Are AsRef and Borrow supposed to be deterministic?

The docs for AsRef and Borrow don't say they are supposed to always return the exact same value. (Borrow is supposed return something that compares the same, but technically it could still return different values that compare equal.)

I know for safety they can never be trusted, but where safety isn't an issue, would it be appropriate to treat these methods as always returning the exact same value?

For example, could slice::concat be changed from this:

fn concat<T, V: Borrow<[T]>>(slice: &[V]) -> Vec<T> {
    let size = slice.iter().map(|slice| slice.borrow().len()).sum();
    let mut result = Vec::with_capacity(size);
    for v in slice {
        result.extend_from_slice(v.borrow())
    }
    result
}

to this:

fn concat<T, V: Borrow<[T]>>(slice: &[V]) -> Vec<T> {
    let size = slice.iter().map(|slice| slice.borrow().len()).sum();
    let mut result = Vec::with_capacity(size);
    for v in slice {
        let tmp = v.borrow();
        if tmp.len() <= result.capacity() - result.len() {        
            result.extend_from_slice(tmp)
        }
    }
    result
}

The capacity check optimizes out vec reallocation code without compromising safety, but a weird borrow implementation could result in some items getting dropped.

1 Like

I think you wanted your example to be more generic than this. For slice: &[&[T]], slice.borrow().len() is equivalent to just slice.len().

I'm not sure even this is true. The docs say "In particular Eq , Ord and Hash must be equivalent for borrowed and owned values" but I think it's meant to mean "if both types implement these traits".

I'm all for semantic requirements that make sense. That's why we have Eq and not just a Fn(T, T) -> bool, or Ord and not just Fn(T, T) -> Ordering. Or course these cannot be relies upon in unsafe code for soundness, but you should be able to rely on them in safe code for "correctness" let's say.

I'm not sure if that is the right word, but you code should be free to panic, loop infinitely, leak an arbitrary amount of memory or just return wrong results if someone gives you a trait implementation that doesn't meet these semantic constraints.

When it comes to determinism, I'm not sure I can imagine a case where Borrow would benefit from not being deterministic. On the flip side, I'm not sure your example even benefits from it being deterministic that much:

Isn't the "capacity check" just moved out of the extend_from_slice? Is the implementation of extend_from_slice really anyhing else than "check if there is space, if there is not, extend the vector. Then copy the values". If you change that "check if there is space, if there is not, do nothing, otherwise copy the values" i don't see how that is any faster if no actual reallocations happen in either case (which they wouldn't if Borrow was deterministic).

1 Like

When I wrote "compare equal" I specifically meant it as a short for "Eq , Ord and Hash must be equivalent for borrowed and owned values".

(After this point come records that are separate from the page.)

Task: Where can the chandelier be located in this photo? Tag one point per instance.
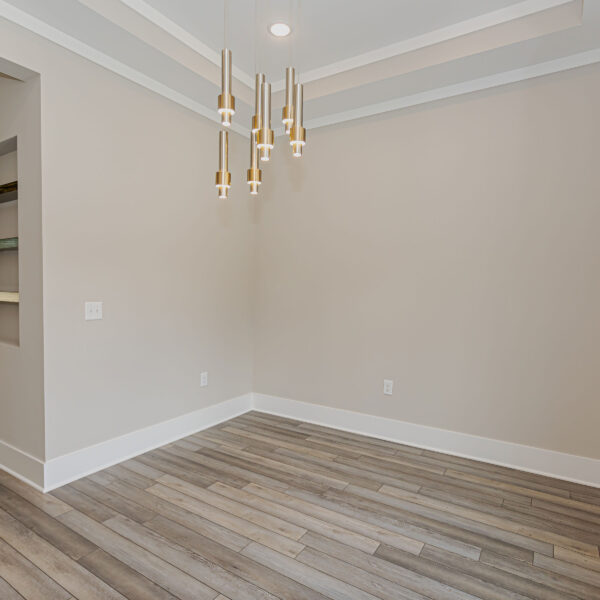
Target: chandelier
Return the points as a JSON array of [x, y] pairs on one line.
[[262, 137]]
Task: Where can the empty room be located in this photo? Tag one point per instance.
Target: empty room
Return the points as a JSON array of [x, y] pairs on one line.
[[299, 300]]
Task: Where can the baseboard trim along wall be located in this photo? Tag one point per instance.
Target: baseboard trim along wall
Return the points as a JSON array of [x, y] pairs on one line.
[[46, 476], [69, 467], [22, 465], [578, 469]]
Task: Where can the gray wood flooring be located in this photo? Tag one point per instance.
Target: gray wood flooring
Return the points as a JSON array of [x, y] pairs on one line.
[[262, 507]]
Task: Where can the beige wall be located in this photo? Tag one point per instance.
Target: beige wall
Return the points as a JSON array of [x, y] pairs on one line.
[[131, 218], [453, 248], [21, 366]]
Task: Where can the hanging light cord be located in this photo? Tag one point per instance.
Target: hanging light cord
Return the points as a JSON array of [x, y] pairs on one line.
[[224, 23]]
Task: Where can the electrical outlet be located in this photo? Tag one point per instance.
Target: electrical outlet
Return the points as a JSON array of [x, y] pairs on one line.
[[388, 387], [93, 311]]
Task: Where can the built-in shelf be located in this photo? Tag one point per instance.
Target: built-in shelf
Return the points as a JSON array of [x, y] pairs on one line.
[[9, 191], [9, 297], [9, 244]]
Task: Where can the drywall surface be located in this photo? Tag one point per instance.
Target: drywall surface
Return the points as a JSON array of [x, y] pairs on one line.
[[21, 348], [453, 248], [131, 218]]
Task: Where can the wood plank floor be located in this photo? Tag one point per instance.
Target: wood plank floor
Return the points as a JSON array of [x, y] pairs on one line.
[[262, 507]]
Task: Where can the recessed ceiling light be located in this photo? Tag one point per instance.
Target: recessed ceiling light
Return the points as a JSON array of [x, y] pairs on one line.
[[280, 29]]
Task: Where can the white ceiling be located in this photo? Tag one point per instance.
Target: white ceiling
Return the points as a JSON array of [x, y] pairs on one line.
[[356, 58], [324, 31]]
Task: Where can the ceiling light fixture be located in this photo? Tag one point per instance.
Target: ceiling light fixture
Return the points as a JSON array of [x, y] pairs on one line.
[[254, 173], [265, 133], [223, 176], [257, 118], [287, 114], [262, 136], [280, 29], [298, 133], [226, 104]]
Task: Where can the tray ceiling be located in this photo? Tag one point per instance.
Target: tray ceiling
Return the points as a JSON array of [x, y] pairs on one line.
[[356, 58]]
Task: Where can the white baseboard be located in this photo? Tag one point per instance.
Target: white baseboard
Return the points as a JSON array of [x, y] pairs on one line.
[[59, 471], [22, 465], [578, 469], [69, 467]]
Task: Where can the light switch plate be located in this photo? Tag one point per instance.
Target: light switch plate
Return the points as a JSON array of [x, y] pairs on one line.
[[388, 387], [93, 311]]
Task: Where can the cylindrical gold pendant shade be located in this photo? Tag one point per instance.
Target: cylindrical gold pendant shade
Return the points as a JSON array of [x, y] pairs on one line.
[[254, 177], [223, 176], [265, 133], [257, 118], [287, 115], [226, 104], [298, 133]]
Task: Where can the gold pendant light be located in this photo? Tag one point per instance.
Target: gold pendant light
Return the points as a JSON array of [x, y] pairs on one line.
[[298, 133], [254, 173], [266, 136], [223, 176], [226, 100], [257, 118], [287, 115]]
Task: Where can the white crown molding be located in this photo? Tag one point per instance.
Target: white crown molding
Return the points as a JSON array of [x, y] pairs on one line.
[[465, 87], [23, 19], [75, 465], [492, 19], [27, 21], [431, 38], [569, 467], [185, 37]]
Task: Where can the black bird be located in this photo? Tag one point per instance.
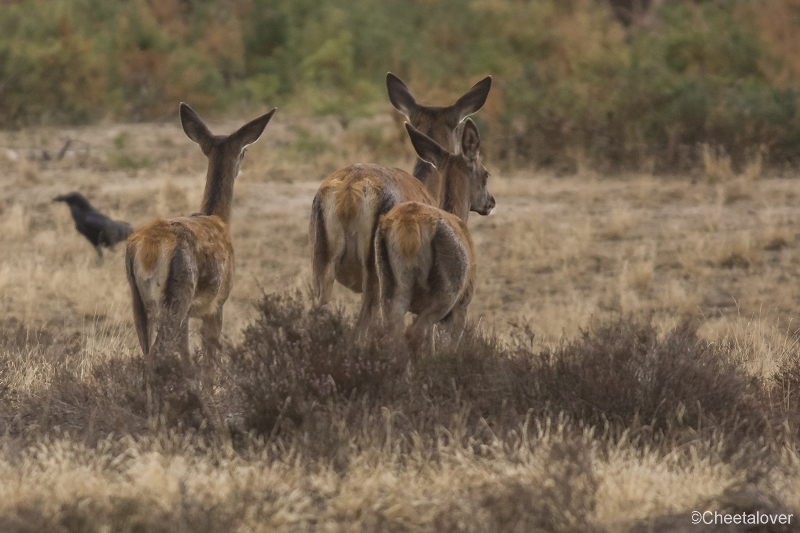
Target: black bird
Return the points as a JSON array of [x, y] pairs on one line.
[[92, 224]]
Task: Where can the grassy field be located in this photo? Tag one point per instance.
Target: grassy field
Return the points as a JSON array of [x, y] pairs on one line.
[[694, 271]]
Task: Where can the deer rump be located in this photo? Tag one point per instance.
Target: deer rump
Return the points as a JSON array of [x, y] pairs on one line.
[[345, 215], [178, 268], [426, 265]]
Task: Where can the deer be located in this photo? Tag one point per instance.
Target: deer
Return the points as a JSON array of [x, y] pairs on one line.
[[425, 258], [182, 267], [345, 209]]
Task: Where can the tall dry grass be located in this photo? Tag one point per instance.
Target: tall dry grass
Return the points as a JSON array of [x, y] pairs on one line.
[[634, 356]]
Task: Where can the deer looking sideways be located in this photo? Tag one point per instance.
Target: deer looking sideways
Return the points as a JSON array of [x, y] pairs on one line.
[[424, 255], [346, 208], [182, 267]]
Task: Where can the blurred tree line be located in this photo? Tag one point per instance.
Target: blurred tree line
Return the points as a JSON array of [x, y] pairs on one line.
[[604, 82]]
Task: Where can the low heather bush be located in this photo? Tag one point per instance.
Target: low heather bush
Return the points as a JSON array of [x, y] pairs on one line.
[[304, 364]]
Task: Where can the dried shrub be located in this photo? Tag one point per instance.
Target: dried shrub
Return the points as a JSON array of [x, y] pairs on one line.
[[295, 357], [304, 364]]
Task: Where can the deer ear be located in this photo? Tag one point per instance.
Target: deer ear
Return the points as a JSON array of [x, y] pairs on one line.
[[250, 132], [427, 149], [399, 96], [194, 127], [470, 140], [473, 99]]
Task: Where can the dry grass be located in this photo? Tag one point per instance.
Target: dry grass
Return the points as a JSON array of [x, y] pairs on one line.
[[83, 451]]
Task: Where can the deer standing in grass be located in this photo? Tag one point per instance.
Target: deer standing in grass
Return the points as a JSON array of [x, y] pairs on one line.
[[424, 255], [183, 267], [345, 211]]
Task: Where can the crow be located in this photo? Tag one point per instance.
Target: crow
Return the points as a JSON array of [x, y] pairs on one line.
[[92, 224]]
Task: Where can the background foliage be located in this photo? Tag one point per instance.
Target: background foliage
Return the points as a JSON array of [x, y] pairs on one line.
[[573, 84]]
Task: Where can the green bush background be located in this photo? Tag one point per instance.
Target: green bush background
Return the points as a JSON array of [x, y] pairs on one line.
[[572, 84]]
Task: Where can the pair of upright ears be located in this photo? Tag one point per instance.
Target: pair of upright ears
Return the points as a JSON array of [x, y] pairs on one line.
[[196, 130]]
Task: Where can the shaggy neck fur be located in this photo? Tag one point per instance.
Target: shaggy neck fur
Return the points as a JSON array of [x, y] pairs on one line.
[[218, 194]]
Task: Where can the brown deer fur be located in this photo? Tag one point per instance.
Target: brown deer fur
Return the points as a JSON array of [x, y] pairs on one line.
[[346, 208], [183, 267], [424, 255]]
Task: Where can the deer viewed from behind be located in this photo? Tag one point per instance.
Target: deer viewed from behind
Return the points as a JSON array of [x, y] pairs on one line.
[[424, 255], [183, 267], [347, 205]]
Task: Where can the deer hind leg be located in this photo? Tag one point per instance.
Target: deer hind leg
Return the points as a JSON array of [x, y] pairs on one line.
[[323, 273], [173, 328], [209, 333], [140, 315], [453, 324]]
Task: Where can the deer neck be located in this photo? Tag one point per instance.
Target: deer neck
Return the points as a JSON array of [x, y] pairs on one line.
[[218, 194], [453, 192]]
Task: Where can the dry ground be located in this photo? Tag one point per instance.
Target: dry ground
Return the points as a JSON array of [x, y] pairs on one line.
[[561, 254]]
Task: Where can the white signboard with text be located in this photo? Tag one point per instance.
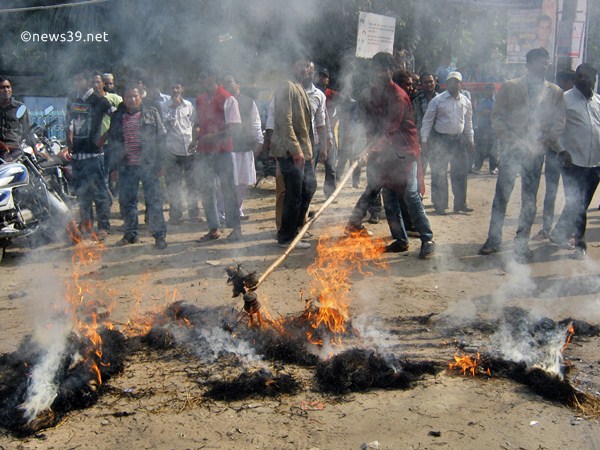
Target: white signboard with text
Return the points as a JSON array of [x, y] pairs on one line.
[[375, 34]]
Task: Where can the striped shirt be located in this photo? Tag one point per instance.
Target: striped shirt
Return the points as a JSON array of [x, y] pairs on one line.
[[132, 132]]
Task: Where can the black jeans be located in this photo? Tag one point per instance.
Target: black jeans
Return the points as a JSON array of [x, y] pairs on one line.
[[90, 187], [330, 182], [453, 151], [485, 146], [300, 186], [130, 178], [580, 185], [392, 201], [552, 177], [370, 200]]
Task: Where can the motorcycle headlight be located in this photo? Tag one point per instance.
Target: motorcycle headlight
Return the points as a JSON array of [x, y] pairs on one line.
[[4, 196]]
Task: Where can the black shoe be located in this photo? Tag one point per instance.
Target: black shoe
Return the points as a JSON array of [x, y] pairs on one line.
[[397, 247], [523, 254], [578, 254], [234, 236], [427, 249], [463, 209], [160, 243], [488, 248], [374, 218], [353, 231], [124, 241]]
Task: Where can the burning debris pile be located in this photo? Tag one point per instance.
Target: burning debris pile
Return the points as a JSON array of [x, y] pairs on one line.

Yes, the example could be simplified, but the original is doomed to use Borrow for back-compat:

The difference is in code bloat.

The first version is:

alloc
loop {
    if no capacity { 
       calculate new size and panic if capacity overflows
       realloc storage
       copy data over to new storage 
    }
    append
}

the second is:

alloc
loop {
    if capacity { append }
}

The code for reallocating the vector is a bit much, especially if used in a simple case like [a, b].concat(). The version with hoisted capacity check is almost just pure memcpys, with an extra branch that has to be there for safety.

Indeed, and that interpretation is then insufficient for the assumptions in the OP because you can have

struct NoEq { ... }
struct WeirdBorrow { ... }
impl Borrow<[NoEq]> for WeirdBorrow {
    // borrow that randomly returns
    // different length slices every call
}

and that's "OK" because [NoEq] doesn't implement Eq when NoEq doesn't.

You could also make the newtype implement Eq et al, but in a way that is insensitive to the length changes, and then make borrow() return random-length slice.

This is obviously very weird and doesn't seem useful at all. But my question is: can the libstd have a policy of garbage-in-garbage-out in such case?

And should the docs for Borrow and AsRef be updated to explicitly say that their methods are expected to return exactly the same reference every time?

2 Likes

You can also have:

struct NoEq { ... }

impl Borrow<i32> for NoEq

that returns a reference to a different i32 every time you call borrow, and this doesn't violate the rules because NoEq doesn't implement Eq.

Eq has to be reflexive, so with T: Eq and x: T, x == x, but you can't make two slices equal if their lengths aren't.

Ok, but what about AsRef?

So the first version will jump "far away" after the if evaluates to false, whereas the second will just follow to the next instruction? I'm no expert on how pipelining or branch prediction works to be able to tell if than is faster or not, but I guess that makes sense.

Also less code means happier cache, ram and binary size, right?

Yes, smaller binary size is generally better. The needless realloc code makes concat() not a zero-cost abstraction.